What this means for PHP developers:
- MySQL (single node): Not distributed — CAP doesn't strictly apply. Provides ACID guarantees.
- MySQL with replication: CP-ish. If the primary fails and a replica isn't fully synced, you choose: block reads (consistent but unavailable) or serve stale data (available but inconsistent).
- Redis: Typically AP. Redis Sentinel/Cluster can have brief inconsistencies during failover.
- Read replicas: An AP compromise — reads from replicas may be slightly stale (available, not always consistent).
PACELC: A refinement of CAP that says even when there's NO partition, you still trade off between latency and consistency. A useful model for everyday decisions.
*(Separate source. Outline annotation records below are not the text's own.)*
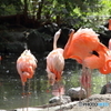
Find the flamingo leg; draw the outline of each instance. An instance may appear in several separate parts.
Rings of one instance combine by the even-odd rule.
[[[105,75],[105,80],[107,80],[107,92],[105,93],[108,93],[109,91],[109,83],[108,83],[108,81],[109,81],[109,79],[108,79],[108,74]]]
[[[24,111],[24,85],[22,85],[22,99],[23,99],[23,105],[22,105],[22,111]]]

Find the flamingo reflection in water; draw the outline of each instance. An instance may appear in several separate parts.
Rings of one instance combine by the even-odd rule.
[[[57,41],[60,37],[61,29],[56,32],[53,39],[53,50],[47,57],[47,73],[49,83],[52,85],[52,94],[61,97],[64,94],[64,88],[61,85],[61,79],[64,68],[63,49],[57,48]]]

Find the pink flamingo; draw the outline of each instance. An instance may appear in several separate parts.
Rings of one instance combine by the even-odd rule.
[[[102,68],[105,62],[107,51],[108,48],[100,43],[98,34],[92,29],[79,29],[75,33],[74,30],[70,33],[68,43],[64,47],[63,57],[64,59],[75,59],[82,64],[81,83],[84,88],[90,88],[87,83],[91,82],[91,75],[87,74],[90,73],[87,68]]]

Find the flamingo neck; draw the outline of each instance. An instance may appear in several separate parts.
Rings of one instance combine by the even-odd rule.
[[[58,41],[58,39],[59,39],[59,38],[56,38],[56,37],[54,37],[54,40],[53,40],[53,50],[57,49],[57,41]]]
[[[64,59],[69,58],[69,56],[68,56],[68,54],[69,54],[69,47],[70,47],[70,43],[71,43],[71,41],[72,41],[73,33],[74,33],[74,30],[72,30],[72,32],[70,33],[68,43],[67,43],[65,47],[64,47],[64,51],[63,51],[63,57],[64,57]]]

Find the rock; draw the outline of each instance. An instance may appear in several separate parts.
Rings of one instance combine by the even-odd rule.
[[[60,97],[53,97],[49,100],[49,103],[68,103],[71,102],[71,98],[68,95]]]
[[[80,94],[81,94],[81,99],[85,99],[85,97],[87,97],[85,90],[83,88],[81,90],[80,87],[78,87],[78,88],[70,88],[68,90],[67,94],[71,98],[72,101],[79,100]]]
[[[101,89],[100,94],[111,93],[111,81],[104,84]]]

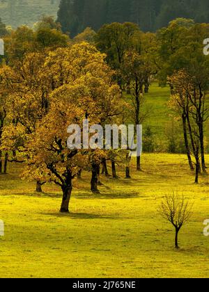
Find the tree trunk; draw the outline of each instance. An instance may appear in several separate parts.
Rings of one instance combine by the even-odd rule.
[[[2,151],[0,150],[0,174],[2,173]]]
[[[141,170],[141,156],[137,157],[137,170]]]
[[[131,177],[130,175],[130,167],[126,166],[125,168],[125,178],[126,179],[131,179]]]
[[[130,160],[131,160],[131,157],[130,156],[129,153],[127,153],[126,154],[127,165],[126,165],[126,167],[125,167],[125,178],[126,179],[131,179],[130,174]]]
[[[77,173],[77,178],[79,179],[81,179],[81,178],[82,178],[82,170],[79,170]]]
[[[107,161],[105,159],[102,159],[102,175],[105,175],[105,177],[109,177],[109,175],[108,173]]]
[[[176,235],[175,235],[175,248],[179,248],[178,243],[178,236],[179,229],[176,227]]]
[[[4,165],[3,165],[3,173],[4,173],[4,175],[6,175],[6,172],[7,172],[8,157],[8,152],[6,152],[5,154]]]
[[[40,181],[36,181],[36,192],[37,193],[42,193],[42,184]]]
[[[195,168],[195,184],[199,184],[199,174],[200,170],[200,163],[199,157],[196,158],[196,168]]]
[[[100,181],[100,165],[98,166],[98,186],[103,186],[103,184]]]
[[[130,82],[130,81],[127,81],[127,82],[126,93],[127,95],[130,95],[131,94]]]
[[[111,171],[112,171],[112,177],[114,179],[118,179],[116,163],[115,163],[115,161],[111,161]]]
[[[187,138],[187,117],[184,114],[182,115],[182,120],[183,120],[183,126],[185,149],[186,149],[186,152],[187,152],[187,154],[189,165],[190,167],[191,170],[194,170],[194,166],[193,166],[192,161],[192,158],[191,158],[188,138]]]
[[[94,193],[100,193],[98,188],[98,165],[96,163],[92,163],[91,190]]]
[[[201,163],[202,169],[203,172],[206,172],[206,165],[205,160],[205,146],[204,146],[204,133],[203,133],[203,126],[201,124],[199,126],[199,140],[200,140],[200,146],[201,146]]]
[[[69,204],[71,197],[71,193],[72,190],[72,183],[68,186],[65,186],[62,188],[63,189],[63,200],[60,209],[61,213],[69,213]]]

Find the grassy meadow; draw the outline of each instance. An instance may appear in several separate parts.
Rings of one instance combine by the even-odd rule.
[[[162,140],[169,94],[154,84],[147,95],[153,114],[146,123]],[[10,163],[8,174],[0,176],[0,277],[208,277],[203,222],[209,218],[209,176],[194,184],[182,154],[144,154],[141,159],[142,172],[132,161],[130,180],[121,166],[119,179],[102,176],[100,195],[90,192],[91,174],[84,172],[74,181],[68,215],[59,212],[59,188],[47,184],[39,195],[34,183],[20,179],[24,165]],[[178,250],[173,227],[157,212],[172,190],[194,203]]]
[[[203,222],[209,218],[209,177],[193,184],[185,157],[178,154],[144,154],[142,163],[144,171],[132,170],[132,180],[124,179],[123,172],[114,181],[102,177],[100,195],[91,193],[90,175],[84,172],[74,182],[69,215],[59,213],[59,188],[47,185],[39,195],[10,165],[10,174],[0,177],[6,225],[0,277],[208,277],[209,238]],[[183,191],[194,202],[178,250],[172,226],[157,213],[171,190]]]

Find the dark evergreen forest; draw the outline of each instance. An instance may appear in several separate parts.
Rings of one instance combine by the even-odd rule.
[[[61,0],[58,20],[71,36],[114,22],[132,22],[155,31],[177,17],[209,22],[208,0]]]

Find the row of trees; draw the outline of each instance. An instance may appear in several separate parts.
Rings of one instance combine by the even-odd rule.
[[[63,31],[74,37],[86,26],[131,22],[144,31],[155,31],[177,17],[208,22],[207,0],[61,0],[58,12]]]
[[[0,70],[1,155],[24,163],[23,176],[42,184],[54,182],[63,190],[61,212],[68,212],[72,181],[82,170],[91,171],[91,190],[98,192],[100,165],[109,175],[111,163],[125,165],[127,150],[67,147],[67,129],[84,119],[91,124],[143,124],[144,107],[153,80],[168,82],[169,106],[182,119],[183,138],[191,169],[206,172],[204,124],[208,118],[208,58],[203,40],[209,26],[178,19],[156,34],[132,23],[104,25],[98,33],[85,30],[75,39],[45,17],[33,31],[18,28],[5,37]],[[88,40],[91,44],[84,42]],[[193,163],[193,158],[194,162]],[[1,157],[1,161],[3,161]],[[141,170],[140,157],[137,169]]]

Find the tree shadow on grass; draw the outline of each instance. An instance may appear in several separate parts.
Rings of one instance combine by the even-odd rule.
[[[108,214],[89,214],[87,213],[42,213],[42,215],[49,216],[54,216],[57,218],[69,218],[70,219],[108,219],[116,220],[118,215],[108,215]]]
[[[104,193],[101,191],[100,193],[78,193],[75,195],[75,197],[79,200],[84,199],[100,199],[100,200],[118,200],[118,199],[134,199],[137,197],[141,197],[143,195],[141,195],[139,193],[136,192],[127,192],[127,193],[118,193],[112,191],[112,193]]]

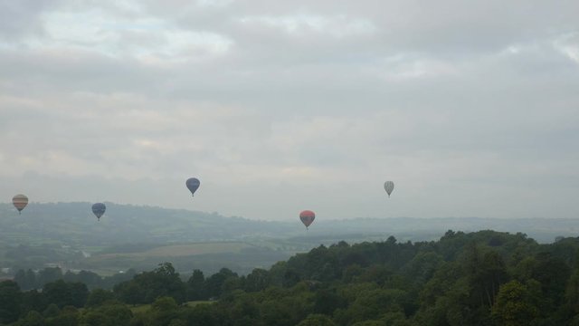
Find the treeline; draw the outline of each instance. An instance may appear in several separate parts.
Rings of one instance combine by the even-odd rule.
[[[243,276],[196,270],[182,281],[165,263],[112,291],[61,280],[22,292],[4,282],[0,322],[579,325],[578,254],[578,238],[538,244],[524,234],[449,231],[437,242],[320,245]]]
[[[101,277],[90,271],[80,271],[79,273],[66,271],[63,273],[60,267],[45,267],[38,272],[34,272],[32,269],[18,270],[14,274],[14,280],[23,291],[42,289],[46,283],[58,280],[67,283],[81,283],[89,289],[112,289],[115,284],[132,279],[136,273],[137,272],[131,268],[124,273],[117,273],[111,276]]]

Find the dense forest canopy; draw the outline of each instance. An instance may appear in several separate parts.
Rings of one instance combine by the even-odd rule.
[[[448,231],[438,241],[319,245],[239,275],[171,263],[111,290],[98,275],[0,283],[7,325],[574,325],[579,238]],[[44,275],[45,276],[45,275]],[[77,277],[74,279],[74,277]],[[93,277],[90,286],[79,282]],[[27,281],[28,280],[28,281]]]

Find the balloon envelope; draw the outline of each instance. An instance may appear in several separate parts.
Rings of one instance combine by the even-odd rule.
[[[392,194],[392,191],[394,189],[394,183],[392,181],[386,181],[384,183],[384,189],[386,190],[388,197]]]
[[[102,203],[96,203],[92,205],[92,214],[97,216],[98,219],[100,219],[105,211],[107,210],[107,206]]]
[[[310,210],[305,210],[299,213],[299,219],[301,220],[301,223],[303,223],[304,225],[306,225],[306,228],[308,228],[309,225],[311,225],[311,223],[314,222],[315,218],[316,218],[316,214]]]
[[[19,194],[12,197],[12,204],[18,209],[18,214],[28,205],[28,197],[24,195]]]
[[[196,177],[189,177],[185,184],[185,186],[187,186],[187,189],[191,191],[191,195],[193,196],[195,194],[195,191],[199,188],[199,185],[201,185],[201,182]]]

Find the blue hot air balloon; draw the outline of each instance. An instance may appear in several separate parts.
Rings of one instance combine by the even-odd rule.
[[[187,186],[187,189],[191,191],[191,196],[195,196],[195,191],[199,188],[199,185],[201,185],[201,182],[196,177],[189,177],[185,184]]]
[[[105,214],[107,206],[102,203],[96,203],[92,205],[92,213],[95,216],[97,216],[97,219],[99,221],[100,221],[100,216]]]

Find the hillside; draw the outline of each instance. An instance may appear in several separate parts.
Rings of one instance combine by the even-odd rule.
[[[439,238],[447,230],[522,232],[539,243],[573,236],[579,221],[565,219],[318,217],[306,231],[292,221],[255,221],[205,213],[106,203],[97,221],[90,203],[31,203],[22,215],[0,204],[0,267],[88,269],[101,274],[154,268],[165,256],[179,271],[246,273],[295,253],[339,241]],[[10,274],[10,272],[7,272]]]
[[[23,272],[17,284],[0,283],[9,308],[0,310],[0,320],[20,320],[14,325],[33,318],[46,325],[576,325],[578,254],[576,237],[540,244],[521,233],[449,230],[437,241],[400,243],[391,236],[319,245],[247,275],[227,268],[179,273],[164,263],[119,280],[112,291],[95,287],[98,282],[89,291],[79,283],[81,274],[67,273],[42,292],[22,292],[32,288],[30,280],[44,277]]]

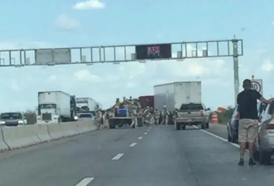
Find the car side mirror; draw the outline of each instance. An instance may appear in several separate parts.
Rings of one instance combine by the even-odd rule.
[[[27,124],[27,119],[25,117],[24,117],[22,120],[25,124]]]

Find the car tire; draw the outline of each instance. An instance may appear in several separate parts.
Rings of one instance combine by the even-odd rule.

Practical takeaway: For most PHP apps, use a single-region relational DB (ACID compliant), Redis for caching (accept eventual consistency), and design your API to tolerate stale cache reads.
Code Example
php
<?php
// CAP in practice — choosing consistency vs availability for cache reads
// ============================================================
// AVAILABILITY PREFERRED — serve stale data rather than fail
// ============================================================
class ProductService
{
public function getProduct(int $id): array
{
try {
// Try cache first
if ($cached = Cache::get("product:{$id}")) {
return $cached; // might be slightly stale — that's OK
}
// Cache miss → try DB
$product = Product::findOrFail($id);
Cache::put("product:{$id}", $product->toArray(), 3600);
return $product->toArray();
} catch (\Exception $e) {
// If both cache and DB fail (partition), return a degraded response
\Log::error("Product service unavailable: {$e->getMessage()}");
return ['id' => $id, 'name' => 'Product temporarily unavailable', 'available' => false];
}
// Chose AVAILABILITY: always return something, even if stale or degraded
}
}
// ============================================================
// CONSISTENCY PREFERRED — fail rather than return stale data
// ============================================================
class InventoryService
{
public function getStock(int $productId): int
{
// For stock levels, staleness could cause overselling — prefer consistency
// Skip cache entirely for this critical data
return Product::lockForUpdate()->findOrFail($productId)->stock;
// If DB is unavailable: throw exception → show error to user
// Chose CONSISTENCY: fail rather than show wrong stock count
}
}
// ============================================================
// EVENTUAL CONSISTENCY — accept lag, design around it
// ============================================================
class OrderAnalytics
{
public function getTotalRevenue(): float
{
// Analytics don't need to be real-time — eventual consistency is fine
return Cache::remember('analytics:total_revenue', 3600, function () {
return Order::where('status', 'completed')->sum('total'); // might be 1hr old
});
// User sees revenue that's up to 1 hour stale — acceptable for a dashboard
}
}
// ============================================================
// Replication lag — the real-world AP compromise
// ============================================================
// In config/database.php with 'sticky' => true:
// After a write in the current request, all subsequent reads use the write connection
// (primary) instead of a replica — ensures the writer sees their own writes
// without 'sticky' => false: you might write to primary, then read from a replica
// that hasn't received the replication update yet → inconsistency!